Tout était prêt, cependant, pour l’expédition de Perse. Les échecs que Sapor avait fait éprouver aux armées impériales demandaient une vengeance. Quand Julien s’est assuré des grands ressorts de la guerre, l’argent, les vivres et les bons soldats, il part de Constantinople, dans les premiers jours du mois de juin, l’an 362 de l’ère chrétienne, traverse Chalcédoine et Libyssa, où la tradition place le tombeau d’Annibal, et arrive à Nicomédie. Un affreux tremblement de terre, qui fit tomber aussi une grande partie de Nicée, avait presque entièrement détruit cette ville florissante. Julien donne des ordres pour en relever les ruines, continue sa route par Nicée, visite à Pessinonte l’ancien temple de Cybèle et y compose son discours en l’honneur de la Mère des dieux. Qui le croirait ? Cette marche stratégique est le temps le plus fécond de la vie littéraire de Julien. Après l’éloge de Cybèle, il écrit ses deux discours contre les cyniques ignorants et contre Héraclius, met la dernière main à sa réfutation des Évangiles, aux Césars, et dicte une immense correspondance. De Pessinonte Julien était passé à Tarse, patrie de saint Paul : de Tarse il se rend à Antioche, où il arrive au mois d’août. On verra dans le Misopogon quelle licence régnait dans les mœurs de cette “ merveille de l’Asie ”, où il voulait prendre ses quartiers d’hiver.

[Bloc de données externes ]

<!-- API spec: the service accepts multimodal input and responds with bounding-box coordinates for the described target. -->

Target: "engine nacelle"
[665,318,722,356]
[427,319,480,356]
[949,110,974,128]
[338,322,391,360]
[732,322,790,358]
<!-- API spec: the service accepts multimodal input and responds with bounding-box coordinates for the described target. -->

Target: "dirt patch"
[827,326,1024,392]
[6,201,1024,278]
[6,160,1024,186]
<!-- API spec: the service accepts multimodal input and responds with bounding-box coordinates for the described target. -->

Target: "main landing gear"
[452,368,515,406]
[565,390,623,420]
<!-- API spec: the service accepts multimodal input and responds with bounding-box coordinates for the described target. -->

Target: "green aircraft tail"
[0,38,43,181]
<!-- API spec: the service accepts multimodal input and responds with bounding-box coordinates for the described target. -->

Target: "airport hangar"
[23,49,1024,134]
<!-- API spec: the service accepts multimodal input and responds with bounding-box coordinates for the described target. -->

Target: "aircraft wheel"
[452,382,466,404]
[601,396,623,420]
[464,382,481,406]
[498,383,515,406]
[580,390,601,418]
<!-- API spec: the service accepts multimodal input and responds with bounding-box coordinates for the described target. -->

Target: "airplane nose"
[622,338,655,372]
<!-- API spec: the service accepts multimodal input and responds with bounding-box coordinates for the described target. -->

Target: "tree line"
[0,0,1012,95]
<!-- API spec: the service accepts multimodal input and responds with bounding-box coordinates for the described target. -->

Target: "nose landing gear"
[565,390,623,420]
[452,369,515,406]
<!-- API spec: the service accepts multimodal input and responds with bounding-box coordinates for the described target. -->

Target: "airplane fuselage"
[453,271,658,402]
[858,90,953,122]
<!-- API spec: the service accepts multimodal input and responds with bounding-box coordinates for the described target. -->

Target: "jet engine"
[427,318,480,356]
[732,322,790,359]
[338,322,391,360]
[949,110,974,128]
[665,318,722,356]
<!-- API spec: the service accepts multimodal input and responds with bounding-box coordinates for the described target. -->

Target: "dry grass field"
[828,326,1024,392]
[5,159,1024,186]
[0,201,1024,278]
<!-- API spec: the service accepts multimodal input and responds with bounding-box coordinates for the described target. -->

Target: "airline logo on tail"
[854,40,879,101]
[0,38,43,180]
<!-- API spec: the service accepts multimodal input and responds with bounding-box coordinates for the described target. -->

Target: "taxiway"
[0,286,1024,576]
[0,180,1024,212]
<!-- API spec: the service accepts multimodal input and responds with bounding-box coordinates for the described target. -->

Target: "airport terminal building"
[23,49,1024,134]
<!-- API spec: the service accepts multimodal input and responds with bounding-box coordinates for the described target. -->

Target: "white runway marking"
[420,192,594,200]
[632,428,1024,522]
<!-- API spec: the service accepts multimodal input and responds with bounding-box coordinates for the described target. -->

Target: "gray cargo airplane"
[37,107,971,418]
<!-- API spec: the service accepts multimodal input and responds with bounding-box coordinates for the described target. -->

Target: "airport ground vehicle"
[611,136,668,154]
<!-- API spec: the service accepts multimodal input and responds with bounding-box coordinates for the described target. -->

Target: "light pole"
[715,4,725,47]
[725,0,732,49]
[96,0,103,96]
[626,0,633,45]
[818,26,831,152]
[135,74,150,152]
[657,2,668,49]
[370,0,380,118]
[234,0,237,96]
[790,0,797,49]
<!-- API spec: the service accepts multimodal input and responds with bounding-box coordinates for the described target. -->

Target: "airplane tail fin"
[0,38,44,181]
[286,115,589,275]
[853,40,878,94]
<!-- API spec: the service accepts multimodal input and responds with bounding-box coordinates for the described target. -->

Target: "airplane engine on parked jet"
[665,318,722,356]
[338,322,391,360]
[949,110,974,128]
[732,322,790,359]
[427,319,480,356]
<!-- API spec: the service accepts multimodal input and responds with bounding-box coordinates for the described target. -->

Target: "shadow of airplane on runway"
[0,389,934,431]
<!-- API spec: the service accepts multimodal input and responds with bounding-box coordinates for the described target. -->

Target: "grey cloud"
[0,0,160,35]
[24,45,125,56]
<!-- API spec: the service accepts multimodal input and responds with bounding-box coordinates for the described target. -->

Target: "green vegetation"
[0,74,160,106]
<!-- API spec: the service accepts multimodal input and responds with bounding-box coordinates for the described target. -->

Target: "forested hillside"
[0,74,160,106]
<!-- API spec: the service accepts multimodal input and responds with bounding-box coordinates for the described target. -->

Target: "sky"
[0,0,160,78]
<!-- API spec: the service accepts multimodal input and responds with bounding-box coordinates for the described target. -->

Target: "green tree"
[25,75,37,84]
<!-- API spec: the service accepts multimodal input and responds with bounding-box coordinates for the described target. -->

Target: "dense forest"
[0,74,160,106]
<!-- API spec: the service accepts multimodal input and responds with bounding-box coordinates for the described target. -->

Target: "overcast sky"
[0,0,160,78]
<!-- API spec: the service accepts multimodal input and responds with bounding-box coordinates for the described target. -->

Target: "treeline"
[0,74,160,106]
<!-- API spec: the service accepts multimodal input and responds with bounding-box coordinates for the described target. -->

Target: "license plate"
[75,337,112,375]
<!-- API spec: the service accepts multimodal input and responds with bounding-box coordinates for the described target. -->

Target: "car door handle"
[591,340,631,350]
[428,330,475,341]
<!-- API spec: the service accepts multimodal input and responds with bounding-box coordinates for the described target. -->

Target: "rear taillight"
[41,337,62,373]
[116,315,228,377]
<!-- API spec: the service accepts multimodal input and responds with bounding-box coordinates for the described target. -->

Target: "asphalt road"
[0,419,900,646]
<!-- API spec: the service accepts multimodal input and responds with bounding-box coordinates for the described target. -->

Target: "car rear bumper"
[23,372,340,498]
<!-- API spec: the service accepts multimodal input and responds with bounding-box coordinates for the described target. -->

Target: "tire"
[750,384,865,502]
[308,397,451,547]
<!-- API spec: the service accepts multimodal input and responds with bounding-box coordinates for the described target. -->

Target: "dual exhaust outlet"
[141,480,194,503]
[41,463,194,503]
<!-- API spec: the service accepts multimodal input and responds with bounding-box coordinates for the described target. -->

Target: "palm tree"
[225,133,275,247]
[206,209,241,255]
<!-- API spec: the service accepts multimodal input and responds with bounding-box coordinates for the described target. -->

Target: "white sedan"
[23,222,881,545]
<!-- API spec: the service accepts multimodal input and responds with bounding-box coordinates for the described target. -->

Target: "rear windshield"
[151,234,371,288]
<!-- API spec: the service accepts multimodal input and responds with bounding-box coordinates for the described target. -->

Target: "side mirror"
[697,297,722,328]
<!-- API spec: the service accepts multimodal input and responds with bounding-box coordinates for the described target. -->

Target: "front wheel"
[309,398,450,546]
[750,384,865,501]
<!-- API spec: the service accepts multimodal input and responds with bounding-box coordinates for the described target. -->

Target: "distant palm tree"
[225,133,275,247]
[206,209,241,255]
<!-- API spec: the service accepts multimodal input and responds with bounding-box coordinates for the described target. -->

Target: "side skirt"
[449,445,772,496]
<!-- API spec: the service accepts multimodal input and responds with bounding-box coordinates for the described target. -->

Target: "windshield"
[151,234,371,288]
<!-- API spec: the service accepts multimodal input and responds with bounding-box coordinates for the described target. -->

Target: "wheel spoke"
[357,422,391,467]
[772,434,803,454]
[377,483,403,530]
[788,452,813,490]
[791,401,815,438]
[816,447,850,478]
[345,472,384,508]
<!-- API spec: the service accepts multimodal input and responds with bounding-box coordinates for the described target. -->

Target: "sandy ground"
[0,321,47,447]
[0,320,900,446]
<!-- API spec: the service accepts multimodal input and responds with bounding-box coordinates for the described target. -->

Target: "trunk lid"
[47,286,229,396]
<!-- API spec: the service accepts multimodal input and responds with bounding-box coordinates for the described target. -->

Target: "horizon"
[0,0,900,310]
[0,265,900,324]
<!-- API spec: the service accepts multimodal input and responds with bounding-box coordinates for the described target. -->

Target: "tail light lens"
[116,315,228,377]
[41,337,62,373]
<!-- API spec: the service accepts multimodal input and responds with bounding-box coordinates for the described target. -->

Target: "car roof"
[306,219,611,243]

Il y est d’abord bien reçu ; mais quand cette population frivole et légère, qui, sous l’influence d’un climat énervant, joignait la corruption joyeuse des Grecs à la mollesse héréditaire des Syriens, voit dans l’empereur un prince esclave du devoir, ennemi des plaisirs et des spectacles, ayant toujours un maintien grave et sévère, avec une longue barbe comme les philosophes, l’accueil chaleureux qu’on lui avait fait se change en froideur, en humeur aigre et railleuse, qui ne tarde pas à se produire sous forme de pamphlets, d’épigrammes et de vers moqueurs. “ C’est un Cercope[1], disait-on, que ce petit homme à barbe de bouc, qui fait de si grandes

  1. Démons malicieux et malfaisants que Jupiter changea en singes.